O ouro spot caiu 0,97% na sexta-feira, fechando a US$ 4.429,29 por onça, recuperando grande parte das perdas após ter caído mais de 2% durante o pregão, atingindo US$ 4.365,25, apresentando um movimento de rebound em forma de V.

Destaque da semana

Dados do CPI dos EUA para agosto (quinta-feira). Após os dados de emprego não agrícolas superarem as expectativas, as apostas de um aperto em setembro voltaram a aumentar. O CPI será o dado-chave para validar se o que Waller disse anteriormente — de que a inflação continua na tendência de desaceleração — se sustenta.
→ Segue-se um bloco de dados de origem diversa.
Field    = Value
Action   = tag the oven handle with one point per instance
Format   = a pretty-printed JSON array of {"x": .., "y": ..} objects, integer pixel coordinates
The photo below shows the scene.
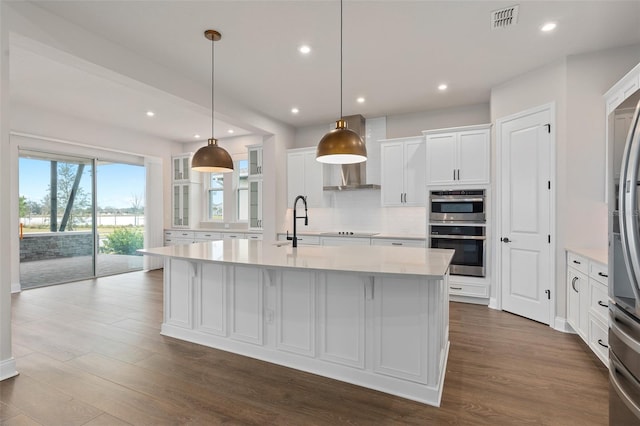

Se o CPI superar as expectativas, a probabilidade de um aperto em setembro aumentará ainda mais; se o CPI for mais fraco, as expectativas de política mais branda trazidas pelo discurso de Waller podem voltar a prevalecer.

A evolução do conflito entre EUA e Irã no Estreito de Ormuz. Após o Irã anunciar a criação de uma “zona proibida”, a resposta dos EUA e se a navegação no estreito será ainda mais obstaculizada afetarão diretamente a trajetória dos preços do petróleo e a aversão ao risco global. O petróleo Brent já subiu cerca de 9% na semana passada; se a situação continuar a se intensificar, os preços do petróleo podem subir ainda mais, elevando as expectativas de inflação.

Mudança no cronograma do IPO da Anthropic. Segundo relatos da mídia, a Anthropic espera iniciar seu IPO roadshow já em meados de outubro, concluindo a listagem alguns dias antes das eleições legislativas dos EUA em novembro. Anteriormente, o mercado esperava que o prospecto fosse divulgado já na próxima semana, mas agora foi adiado para o final de setembro. Como um dos IPOs mais aguardados do setor de IA, a alteração no ritmo de sua listagem impactará o sentimento do mercado no setor de IA.

Os três rumos do mercado esta semana já estão claros: os dados não agrícolas reacenderam preocupações sobre novos aumentos de juros, o setor de chips fortaleceu-se contra a tendência por meio de lógicas industriais, e a escalada do conflito entre EUA e Irã no Estreito de Ormuz adicionou uma prêmio geopolítico ao preço do petróleo. A combinação desses três fatores indica que a volatilidade desta semana provavelmente não será baixa.